Soon it will be the holidays again. According to Webster, a “holiday” is a holy day. Christmas is certainly a holiday, but is it really a “holy day” for each of us? Perhaps the degree to which we are looking forward to, or dreading, the holidays has a specific connection to how much we are hallowing, or making holy, those days and the relationships that are a part of them.
Aside from the trappings and trimmings, our experience at Christmastime often comes down to our relationships. It helps to base our relationships – and therefore family events – on a more spiritual, or holier, foundation, which promotes harmony. One dictionary states that the word “holy” means, in part, divine. So to cherish holiness means to devote our thought to the Divine, or God.
A sense of holiness can be nurtured and developed in one’s own consciousness through the spiritual understanding of God as Love, and in our demonstration of a higher, more unselfish, even spiritual sense of love in our daily activities. Of course, Christmas exists to honor the birth of Christ Jesus, the appearing of the Christ, Truth, in human experience.
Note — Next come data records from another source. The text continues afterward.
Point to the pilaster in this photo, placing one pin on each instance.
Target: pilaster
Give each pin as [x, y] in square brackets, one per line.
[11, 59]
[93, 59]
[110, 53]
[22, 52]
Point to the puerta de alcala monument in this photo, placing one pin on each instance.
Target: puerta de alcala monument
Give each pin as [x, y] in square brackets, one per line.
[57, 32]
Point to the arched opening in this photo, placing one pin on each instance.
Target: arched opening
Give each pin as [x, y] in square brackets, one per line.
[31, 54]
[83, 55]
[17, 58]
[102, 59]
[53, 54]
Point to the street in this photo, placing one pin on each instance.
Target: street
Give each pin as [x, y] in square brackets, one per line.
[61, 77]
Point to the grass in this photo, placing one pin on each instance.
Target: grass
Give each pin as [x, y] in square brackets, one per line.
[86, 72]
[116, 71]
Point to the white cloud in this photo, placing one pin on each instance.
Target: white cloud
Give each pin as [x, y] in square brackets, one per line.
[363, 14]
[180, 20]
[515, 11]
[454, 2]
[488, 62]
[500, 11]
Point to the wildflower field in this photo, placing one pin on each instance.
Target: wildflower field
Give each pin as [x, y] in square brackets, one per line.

Two of the precepts of Christ Jesus’ teaching are to love God “with all thy heart, and with all thy soul, and with all thy mind” and the related, consequent commandment to “love thy neighbour as thyself” (see Matthew 22:36-39).
Endeavoring to obey these two commandments helps us see that as God’s spiritual, perfect reflection (see Genesis 1:26, 27), we are anchored in God, divine Love. As we strive to express a more divinely derived love toward others, we nurture a sense of holiness that transforms our thought and helps hallow, or make holy, our experience. We can cherish family members, both those who are with us at Christmas and those who may be absent, by seeing the spiritual perfection of each one as the perfect image of God, created by God. This supports family harmony all year round.
Affirming our oneness with God by learning to love Him and express His love for all, we bring the powerful influence of divine Love into our relationships. As the Bible says, “He that dwelleth in love dwelleth in God, and God in him” (I John 4:16). Expressing God’s love to others, we are armored against the slights, criticism, cynicism, or any other small or large inharmonies that would intrude on family gatherings during the holidays. In “Science and Health with Key to the Scriptures,” Mary Baker Eddy, the Discoverer and Founder of Christian Science, says, “Clad in the panoply of Love, human hatred cannot reach you” (p. 571).
God, Love, gives all of us the ability, inspiration, and desire to turn our thought toward Him; so praying to express more love, and gaining a new, more harmonious view of family, is a natural process. It may take effort and wrestling with human tendencies and characteristics, but love is inherent in our real, God-given individuality, and through the progress we make we feel this more and more. In “Miscellaneous Writings 1883-1896,” Mrs. Eddy explains the results of putting divine Love first in our thought: “We have nothing to fear when Love is at the helm of thought, but everything to enjoy on earth and in heaven” (p. 113).
Through greater spiritual understanding and a fuller expression of divine Love, we’ll find that a deep, lasting peace fills our thought at Christmas and other times. As we see all those present at holiday gatherings, including ourselves, as the image and likeness of God, we are supporting real harmony and peace all around us.
Taking this spiritual approach enables us to reflect the healing influence of divine Love at holiday gatherings. Divine Love, expressed, hallows these occasions and transforms them into meaningful experiences – into truly holy days.